Judge Jury and Executable: A Threat Hunting Forensics Tool
Judge Jury and Executable – A Threat Hunting Forensics Tool
A file system forensics analysis scanner and threat hunting tool. Scans file systems at the MFT and OS level and stored in SQL. Threats and data can be probed by harnessing the power and syntax of SQL.
Features:
- Scan a mounted filesystem for threats right away
- Or gather a system baseline before an incident, for extra threat hunting ability
- Can be used before, during, or after an incident
- For one to many workstations
- Scans the MFT, bypassing file permissions, file locks, or OS file protections/hiding/shadowing
- Up to 51 different properties gathered for every file
- Scan results go into an SQL table for later searching, aggregating results over many scans and/or many machines, and historical or retrospective analysis
- Leverage the power of SQL to search file systems, query file properties, answer complex or high-level questions, and hunt for threats or indicators of compromise
Hunt for viruses, malware, and APTs on (multiple) file systems using by writing queries in SQL.
Allow me to elaborate…
You start with disk or disk images that are potentially dirty with malware, viruses, APT’s (advanced persistent threats), or the like, and then scan them with this tool. (Optionally, and assuming you have the wisdom and foresight to do so, you may wish to scan a known good baseline disk image with this tool first (or later–doesn’t matter). This is certainly not necessary, but can only serve to aid you.) The forensics-level scanning portion of this tool collects a bunch of properties about each file in a file system (or an image(s) of one), and places these properties in a SQL relational database table. The secret sauce comes from being able to threat hunt, investigate, or ask questions about the data through the use of queries, in the language of SQL, against the database that is created. A key feature here was NOT inventing a proprietary query language. If you know SQL, and how to click a button, then you already know how to use this tool like a boss. Even if you don’t, this concept is powerful enough that canned queries (see below) will get you a lot of mileage.
Forensics-level scanning.
Firstly, the tool creates an entry in the database for each record found in the MFT (master file table–its how NTFS does its record-keeping). This bypasses file security permissions, file hiding, stealth or obfuscation techniques, file deletion, or timestamp tampering. These techniques will not prevent the file from being scanned and cataloged.

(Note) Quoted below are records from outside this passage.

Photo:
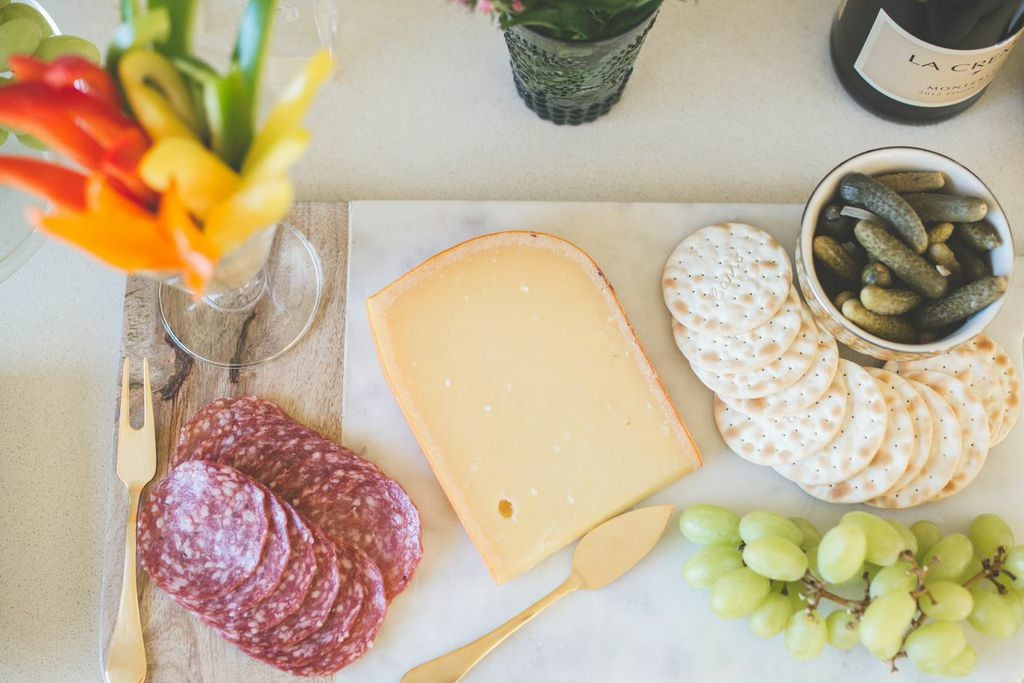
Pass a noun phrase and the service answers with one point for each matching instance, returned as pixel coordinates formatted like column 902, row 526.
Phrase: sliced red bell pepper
column 56, row 184
column 29, row 108
column 68, row 72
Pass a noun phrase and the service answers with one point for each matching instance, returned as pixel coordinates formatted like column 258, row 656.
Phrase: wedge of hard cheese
column 527, row 391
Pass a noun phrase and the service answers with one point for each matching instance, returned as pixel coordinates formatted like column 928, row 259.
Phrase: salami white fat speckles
column 288, row 544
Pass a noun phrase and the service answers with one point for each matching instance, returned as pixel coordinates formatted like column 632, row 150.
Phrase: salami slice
column 314, row 609
column 360, row 635
column 275, row 579
column 221, row 425
column 348, row 605
column 376, row 516
column 203, row 529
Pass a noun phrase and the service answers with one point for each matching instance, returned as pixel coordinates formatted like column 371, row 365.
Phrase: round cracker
column 772, row 441
column 971, row 368
column 774, row 377
column 726, row 279
column 921, row 416
column 748, row 350
column 890, row 462
column 943, row 456
column 805, row 392
column 973, row 422
column 858, row 438
column 991, row 351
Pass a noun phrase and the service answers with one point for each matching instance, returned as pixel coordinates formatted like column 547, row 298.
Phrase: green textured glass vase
column 573, row 82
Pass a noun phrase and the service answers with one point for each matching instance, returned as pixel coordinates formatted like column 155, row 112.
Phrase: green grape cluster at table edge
column 912, row 588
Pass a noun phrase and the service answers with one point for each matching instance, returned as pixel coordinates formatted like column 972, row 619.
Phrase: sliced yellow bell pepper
column 280, row 157
column 286, row 117
column 202, row 178
column 254, row 207
column 158, row 95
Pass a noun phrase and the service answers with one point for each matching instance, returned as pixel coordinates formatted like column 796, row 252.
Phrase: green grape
column 806, row 636
column 909, row 540
column 954, row 553
column 1015, row 564
column 762, row 524
column 812, row 559
column 884, row 622
column 702, row 569
column 19, row 36
column 884, row 543
column 928, row 534
column 776, row 558
column 946, row 601
column 770, row 619
column 892, row 579
column 988, row 532
column 708, row 524
column 844, row 632
column 961, row 666
column 991, row 614
column 738, row 593
column 812, row 536
column 1016, row 602
column 973, row 567
column 935, row 644
column 56, row 46
column 841, row 553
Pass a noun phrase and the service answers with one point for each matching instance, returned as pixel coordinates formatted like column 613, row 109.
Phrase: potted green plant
column 571, row 58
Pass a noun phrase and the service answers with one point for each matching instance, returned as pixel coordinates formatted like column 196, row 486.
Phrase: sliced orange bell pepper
column 60, row 186
column 202, row 178
column 68, row 72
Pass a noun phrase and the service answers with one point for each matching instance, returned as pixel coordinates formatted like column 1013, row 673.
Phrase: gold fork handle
column 452, row 667
column 126, row 652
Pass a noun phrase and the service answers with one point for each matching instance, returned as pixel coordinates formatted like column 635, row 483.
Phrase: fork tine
column 125, row 395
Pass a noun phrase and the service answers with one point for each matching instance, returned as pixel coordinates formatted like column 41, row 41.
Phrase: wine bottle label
column 910, row 71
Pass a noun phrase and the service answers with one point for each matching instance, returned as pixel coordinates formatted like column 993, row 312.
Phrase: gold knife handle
column 126, row 652
column 452, row 667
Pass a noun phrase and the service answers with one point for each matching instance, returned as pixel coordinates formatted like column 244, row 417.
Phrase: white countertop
column 732, row 100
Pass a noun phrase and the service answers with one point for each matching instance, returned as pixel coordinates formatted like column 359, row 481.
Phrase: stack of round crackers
column 892, row 437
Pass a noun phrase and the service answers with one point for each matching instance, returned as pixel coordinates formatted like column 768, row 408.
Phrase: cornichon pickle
column 941, row 254
column 918, row 273
column 830, row 254
column 878, row 274
column 980, row 235
column 888, row 302
column 939, row 232
column 843, row 297
column 892, row 328
column 967, row 300
column 912, row 181
column 973, row 264
column 865, row 191
column 834, row 224
column 940, row 208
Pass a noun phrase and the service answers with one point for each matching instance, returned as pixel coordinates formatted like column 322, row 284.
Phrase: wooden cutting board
column 306, row 382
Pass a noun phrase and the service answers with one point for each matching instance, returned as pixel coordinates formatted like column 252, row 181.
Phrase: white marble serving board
column 649, row 626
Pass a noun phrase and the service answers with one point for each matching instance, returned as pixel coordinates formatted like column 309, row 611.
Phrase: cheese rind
column 527, row 391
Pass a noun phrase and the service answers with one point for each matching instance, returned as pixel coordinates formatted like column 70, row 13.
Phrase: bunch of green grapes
column 918, row 587
column 26, row 32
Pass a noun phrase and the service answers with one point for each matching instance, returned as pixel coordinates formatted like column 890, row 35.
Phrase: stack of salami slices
column 897, row 437
column 287, row 544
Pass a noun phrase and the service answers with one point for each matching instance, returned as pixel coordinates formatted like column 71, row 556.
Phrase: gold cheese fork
column 603, row 555
column 136, row 465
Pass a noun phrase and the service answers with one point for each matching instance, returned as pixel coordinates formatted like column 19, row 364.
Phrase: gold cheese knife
column 603, row 555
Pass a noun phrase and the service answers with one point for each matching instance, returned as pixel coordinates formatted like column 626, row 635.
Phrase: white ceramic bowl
column 889, row 160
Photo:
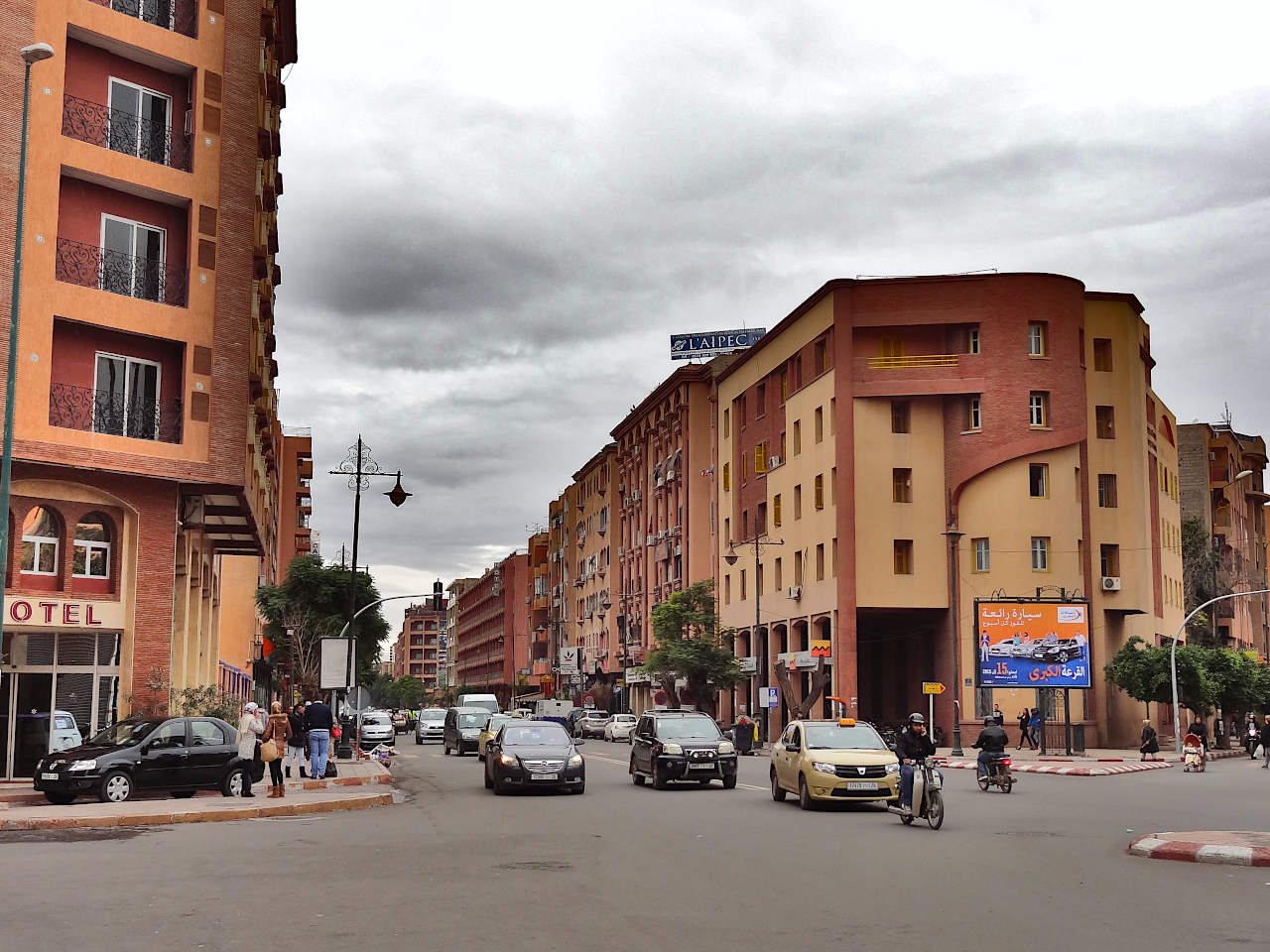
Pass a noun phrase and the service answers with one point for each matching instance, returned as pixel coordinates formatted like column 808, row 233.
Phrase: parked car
column 841, row 760
column 681, row 746
column 590, row 724
column 178, row 754
column 534, row 754
column 620, row 726
column 431, row 725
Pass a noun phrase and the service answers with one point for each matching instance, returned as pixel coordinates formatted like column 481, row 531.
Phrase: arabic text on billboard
column 1033, row 645
column 697, row 347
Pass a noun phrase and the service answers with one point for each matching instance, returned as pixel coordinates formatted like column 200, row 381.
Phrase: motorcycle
column 1000, row 775
column 928, row 796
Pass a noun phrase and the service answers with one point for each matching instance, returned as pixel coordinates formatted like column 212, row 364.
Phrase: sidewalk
column 359, row 785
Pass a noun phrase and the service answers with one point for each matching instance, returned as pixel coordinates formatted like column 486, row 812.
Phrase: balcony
column 109, row 412
column 118, row 273
column 125, row 132
column 178, row 16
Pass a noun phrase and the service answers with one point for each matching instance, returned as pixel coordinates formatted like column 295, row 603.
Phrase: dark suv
column 681, row 746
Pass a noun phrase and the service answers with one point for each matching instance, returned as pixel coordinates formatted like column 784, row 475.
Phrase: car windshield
column 125, row 734
column 688, row 729
column 835, row 737
column 535, row 735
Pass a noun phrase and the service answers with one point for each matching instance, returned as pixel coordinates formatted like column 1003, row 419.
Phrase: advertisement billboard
column 1032, row 644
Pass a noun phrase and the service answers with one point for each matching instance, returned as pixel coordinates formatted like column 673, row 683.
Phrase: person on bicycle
column 911, row 747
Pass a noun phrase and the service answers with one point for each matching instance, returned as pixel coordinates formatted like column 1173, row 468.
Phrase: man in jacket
column 992, row 740
column 911, row 747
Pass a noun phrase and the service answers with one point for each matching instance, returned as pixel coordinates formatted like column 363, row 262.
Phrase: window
column 1103, row 421
column 40, row 535
column 1037, row 339
column 973, row 414
column 903, row 556
column 982, row 555
column 1101, row 354
column 1109, row 557
column 1040, row 553
column 91, row 553
column 899, row 416
column 1038, row 480
column 902, row 485
column 1038, row 409
column 1106, row 490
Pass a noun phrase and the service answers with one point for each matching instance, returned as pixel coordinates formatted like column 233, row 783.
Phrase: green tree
column 690, row 645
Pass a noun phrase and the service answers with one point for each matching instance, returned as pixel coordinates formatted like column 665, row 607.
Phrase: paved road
column 626, row 867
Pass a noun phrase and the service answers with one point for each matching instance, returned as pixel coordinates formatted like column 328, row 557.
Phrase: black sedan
column 177, row 754
column 530, row 754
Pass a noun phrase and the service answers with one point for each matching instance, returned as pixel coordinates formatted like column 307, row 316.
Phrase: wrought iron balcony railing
column 91, row 267
column 125, row 132
column 178, row 16
column 108, row 412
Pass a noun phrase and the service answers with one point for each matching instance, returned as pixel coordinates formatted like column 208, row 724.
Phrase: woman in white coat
column 250, row 728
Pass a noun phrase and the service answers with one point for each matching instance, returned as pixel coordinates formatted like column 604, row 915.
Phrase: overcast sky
column 495, row 213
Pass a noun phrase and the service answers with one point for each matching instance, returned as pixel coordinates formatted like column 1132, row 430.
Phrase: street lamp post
column 31, row 55
column 757, row 540
column 358, row 467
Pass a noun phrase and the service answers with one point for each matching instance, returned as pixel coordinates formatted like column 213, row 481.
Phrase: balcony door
column 132, row 258
column 140, row 121
column 126, row 398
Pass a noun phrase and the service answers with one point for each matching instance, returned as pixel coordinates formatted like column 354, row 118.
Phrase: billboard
column 698, row 347
column 1032, row 644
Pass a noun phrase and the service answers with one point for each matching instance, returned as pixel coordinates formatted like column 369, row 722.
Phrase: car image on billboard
column 1033, row 644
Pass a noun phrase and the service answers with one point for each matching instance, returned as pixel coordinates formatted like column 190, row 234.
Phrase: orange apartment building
column 666, row 498
column 1223, row 486
column 919, row 443
column 146, row 434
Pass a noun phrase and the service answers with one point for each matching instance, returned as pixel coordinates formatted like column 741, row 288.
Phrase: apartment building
column 146, row 434
column 915, row 444
column 1223, row 486
column 666, row 498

Rich, high-level data analytics.
Then all operating-system-level properties, data, and meta-data available about each file is collected and augments each entry. As a result of this, even if the file properties from the Framework/Operating System API cannot be accessed due to permissions, file locks (is in use), disk corruption, a zero-byte-length file, or various other reasons, the file will still be recorded, logged and tracked. The entry, however, will simply not contain the information about it that was not accessible to the operating system. Up to 51 different properties may be collected for every file.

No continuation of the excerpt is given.